The first randomised trial to investigate the treatment of low bone density in young people with cystic fibrosis (CF), published Online First in The Lancet Respiratory Medicine, provides compelling evidence that alendronate (a drug that curbs bone loss) is safe and can help increase bone mineral density (BMD) in young patients with CF after standard treatment with calcium and vitamin D has failed.

Improvements in treatments have increased the life expectancy of people with CF to about 40 years, putting them at high risk of long-term complications such as osteoporosis and bone fractures.

Current treatments in younger CF patients like calcium and vitamin D aren't always enough to maintain BMD. Although treatment with bisphosphonates is recommended in adults with CF, until now, they have not been tested in clinical trials of children and adolescents.

In the first part of this large Italian multicenter trial, 171 young people (aged 5-30 years) with CF and low BMD received counselling to increase their dietary calcium intake to the daily recommended allowance plus a daily dose of vitamin D (calcifediol).

Maria Luisa Bianchi from Istituto Auxologico Italiano IRCCS in Milan and colleagues measured changes in BMD of the lumbar spine using dual energy x-ray absorptiometry and changes in serum and urine bone markers at the beginning of the study and every 3-6 months.
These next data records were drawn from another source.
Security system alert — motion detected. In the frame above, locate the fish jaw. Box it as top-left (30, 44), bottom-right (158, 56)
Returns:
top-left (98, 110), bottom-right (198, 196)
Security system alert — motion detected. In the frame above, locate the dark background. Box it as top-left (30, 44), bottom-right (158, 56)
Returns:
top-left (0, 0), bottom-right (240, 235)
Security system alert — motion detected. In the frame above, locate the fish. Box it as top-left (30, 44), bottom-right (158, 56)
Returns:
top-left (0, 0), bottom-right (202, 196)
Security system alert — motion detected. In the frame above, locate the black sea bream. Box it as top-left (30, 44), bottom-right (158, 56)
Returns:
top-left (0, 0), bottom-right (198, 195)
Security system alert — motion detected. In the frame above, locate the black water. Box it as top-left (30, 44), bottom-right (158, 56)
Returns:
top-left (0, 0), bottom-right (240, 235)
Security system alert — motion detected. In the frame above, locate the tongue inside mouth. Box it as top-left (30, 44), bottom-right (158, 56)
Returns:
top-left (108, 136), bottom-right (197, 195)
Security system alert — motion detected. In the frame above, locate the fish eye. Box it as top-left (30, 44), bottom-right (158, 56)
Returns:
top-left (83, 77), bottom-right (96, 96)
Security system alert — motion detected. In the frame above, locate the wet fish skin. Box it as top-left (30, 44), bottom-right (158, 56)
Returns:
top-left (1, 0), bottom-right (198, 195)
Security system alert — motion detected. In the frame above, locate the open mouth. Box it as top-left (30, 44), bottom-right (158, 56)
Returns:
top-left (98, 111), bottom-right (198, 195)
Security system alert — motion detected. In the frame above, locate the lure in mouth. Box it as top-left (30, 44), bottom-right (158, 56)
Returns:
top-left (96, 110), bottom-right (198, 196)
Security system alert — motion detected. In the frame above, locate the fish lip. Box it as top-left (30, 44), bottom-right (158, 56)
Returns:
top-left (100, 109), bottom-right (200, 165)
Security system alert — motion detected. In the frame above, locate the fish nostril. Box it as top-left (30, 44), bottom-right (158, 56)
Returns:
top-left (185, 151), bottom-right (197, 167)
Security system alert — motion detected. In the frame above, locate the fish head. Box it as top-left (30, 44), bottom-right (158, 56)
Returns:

After 12 months of calcium and calcifediol, BMD had increased by 5% or more (the minimum annual increase expected for patients of this age range) in just a quarter of patients (43).

In the second part of the trial, the 128 patients not responding to calcium plus calcifediol treatment after one year were randomly assigned to a daily dose of oral alendronate or placebo for an additional 12 months.

Between 12 and 24 months, BMD increased by 16.3% in those taking alendronate compared to 3.1% in those given placebo. Importantly, a third of young people attained a normal-for-age Z-score* after only 12 months of alendronate treatment.

According to Bianchi, "Bisphosphonates can be prudently used in young patients, when other and simpler measures (eg, calcium and vitamin D) have failed... Further research is needed to assess the effects of bisphosphonates on fracture risk."

Writing in a linked Comment Jacky Jacquot and colleagues from the French National Institute of Health and Medical Research (Inserm) say, "The prevalence of osteopenia in young patients with cystic fibrosis--as confirmed by Bianchi and colleagues-- suggests that bone mineral density should be carefully assessed in children and adolescents with cystic fibrosis, especially those with associated risk factors, to avoid the most common clinical sequelae of osteoporosis: vertebral compression fracture...Early recognition and treatment are the most effective strategies for sustaining bone health to help maintain quality of life in young patients with cystic fibrosis. Few clinical trials have included children: such trials are needed to assess the effect of bisphosphonates on long-term outcomes."

* A measured BMD value to the average value obtained from a healthy population of the same sex and age as the patient.